The 1.9 per cent fall in CPI over the June 2020 quarter also means that Australia has seen an annual inflation rate of -0.3 per cent in the year to June 2020 – the first case of “deflation” since 1997/1998.
However, ABS chief economist, Bruce Hockman, said that if you discount the extraordinary circumstances of COVID19, including free childcare and significant price falls in automotive fuel and pre-school and primary education, CPI would have risen 0.1 per cent in the June quarter.
Several of the CPI components that saw price rises reflect the ongoing effect of the pandemic keeping many Australians working from home and putting a stronger emphasis on hygiene:
- cleaning and maintenance products (+6.2 per cent)
- other non-durable household products, including toilet paper (+4.5 per cent)
- furniture (+3.8 per cent)
- major household appliances (+3.0 per cent)
- audio, visual and computing equipment (+1.8 per cent)
Additionally, rents recorded their first quarterly fall since the series commenced in 1972, thanks to lockdown restrictions and rising vacancy rates.
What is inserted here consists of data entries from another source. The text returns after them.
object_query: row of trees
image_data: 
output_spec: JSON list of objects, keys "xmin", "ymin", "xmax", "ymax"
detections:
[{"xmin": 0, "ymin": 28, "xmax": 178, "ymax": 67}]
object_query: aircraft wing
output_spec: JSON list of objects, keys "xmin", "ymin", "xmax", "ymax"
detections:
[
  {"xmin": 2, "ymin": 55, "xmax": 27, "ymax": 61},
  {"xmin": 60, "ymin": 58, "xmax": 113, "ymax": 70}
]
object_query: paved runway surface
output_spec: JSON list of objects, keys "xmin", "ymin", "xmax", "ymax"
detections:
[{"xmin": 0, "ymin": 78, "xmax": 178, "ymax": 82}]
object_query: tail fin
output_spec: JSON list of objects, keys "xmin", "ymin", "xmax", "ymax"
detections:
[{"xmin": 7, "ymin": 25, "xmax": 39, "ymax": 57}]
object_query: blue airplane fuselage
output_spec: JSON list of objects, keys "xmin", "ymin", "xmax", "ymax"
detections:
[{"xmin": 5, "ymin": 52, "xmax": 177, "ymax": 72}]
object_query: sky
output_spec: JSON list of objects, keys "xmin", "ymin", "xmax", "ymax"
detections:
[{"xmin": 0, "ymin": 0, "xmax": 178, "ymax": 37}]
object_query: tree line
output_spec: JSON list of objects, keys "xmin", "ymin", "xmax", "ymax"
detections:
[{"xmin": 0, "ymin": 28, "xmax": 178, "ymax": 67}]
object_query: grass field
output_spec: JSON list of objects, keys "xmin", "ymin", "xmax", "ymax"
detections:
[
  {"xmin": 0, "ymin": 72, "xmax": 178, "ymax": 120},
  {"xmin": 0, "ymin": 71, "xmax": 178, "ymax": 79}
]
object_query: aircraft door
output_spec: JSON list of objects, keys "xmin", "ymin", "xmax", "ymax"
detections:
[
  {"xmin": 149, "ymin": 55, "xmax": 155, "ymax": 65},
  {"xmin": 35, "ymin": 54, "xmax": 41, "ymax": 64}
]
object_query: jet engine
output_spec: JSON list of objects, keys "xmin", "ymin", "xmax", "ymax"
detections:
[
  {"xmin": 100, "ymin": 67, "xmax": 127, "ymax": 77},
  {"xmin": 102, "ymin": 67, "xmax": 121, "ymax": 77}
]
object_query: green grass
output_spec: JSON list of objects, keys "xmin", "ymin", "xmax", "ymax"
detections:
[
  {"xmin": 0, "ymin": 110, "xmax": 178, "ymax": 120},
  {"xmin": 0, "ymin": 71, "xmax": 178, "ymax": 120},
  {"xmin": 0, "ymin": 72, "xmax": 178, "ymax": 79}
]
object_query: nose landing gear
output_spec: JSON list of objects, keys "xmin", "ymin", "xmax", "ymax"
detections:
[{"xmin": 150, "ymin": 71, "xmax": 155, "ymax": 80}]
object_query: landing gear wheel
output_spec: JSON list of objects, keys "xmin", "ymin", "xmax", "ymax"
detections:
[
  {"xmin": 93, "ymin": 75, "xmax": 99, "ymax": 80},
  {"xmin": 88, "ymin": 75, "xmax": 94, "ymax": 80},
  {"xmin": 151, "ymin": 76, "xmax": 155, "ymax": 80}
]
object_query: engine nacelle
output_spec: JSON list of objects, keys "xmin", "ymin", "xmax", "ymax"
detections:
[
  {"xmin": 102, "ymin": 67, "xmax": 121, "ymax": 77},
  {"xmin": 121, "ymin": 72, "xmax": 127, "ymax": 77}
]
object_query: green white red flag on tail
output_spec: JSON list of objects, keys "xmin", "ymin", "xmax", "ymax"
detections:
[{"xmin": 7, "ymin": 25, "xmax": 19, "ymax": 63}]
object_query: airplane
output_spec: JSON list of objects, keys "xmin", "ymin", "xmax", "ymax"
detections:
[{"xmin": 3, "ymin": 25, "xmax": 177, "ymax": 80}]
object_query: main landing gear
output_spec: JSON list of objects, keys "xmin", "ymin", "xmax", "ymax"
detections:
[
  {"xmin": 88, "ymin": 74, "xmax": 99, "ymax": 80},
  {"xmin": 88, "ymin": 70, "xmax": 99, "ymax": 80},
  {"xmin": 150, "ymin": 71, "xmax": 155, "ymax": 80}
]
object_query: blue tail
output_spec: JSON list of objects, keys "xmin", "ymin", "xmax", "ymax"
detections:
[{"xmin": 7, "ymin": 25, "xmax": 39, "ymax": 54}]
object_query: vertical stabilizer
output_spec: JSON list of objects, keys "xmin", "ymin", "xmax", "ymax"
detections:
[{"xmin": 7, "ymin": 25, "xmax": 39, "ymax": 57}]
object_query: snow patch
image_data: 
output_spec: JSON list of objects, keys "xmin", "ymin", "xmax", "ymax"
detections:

According to Real Estate Institute of Australia (REIA) president, Adrian Kelly, this would normally be considered good news for renters, but “in the present circumstances the underlying reasons are of concern for all.”
What does this all mean for you?
According to the RBA:
“Low and stable inflation reduces uncertainty in the economy, helps people make saving and investment decisions, and is the basis for strong and sustainable economic growth.”
“If inflation is likely to be too high for too long, the Reserve Bank Board would typically increase the cash rate to bring inflation back to the target. If inflation is likely to remain too low, the Board would typically lower the cash rate.”
However, RBA governor Philip Lowe has previously stated that the RBA intends to keep the cash rate on hold at the record low of 0.25 per cent until it sees employment figures improve and inflation hit a target rate of between 2 and 3 per cent.
If the cash rate is likely to stay low for the time being, interest rates on home loans and the like may also stay low. Several banks and mortgage lenders have been slashing rates and offering new incentives to help attract new customers, and many Australians have been refinancing in recent months.
However, it may also mean that interest rates on savings accounts and term deposits are less likely to rise, in tough news for savers.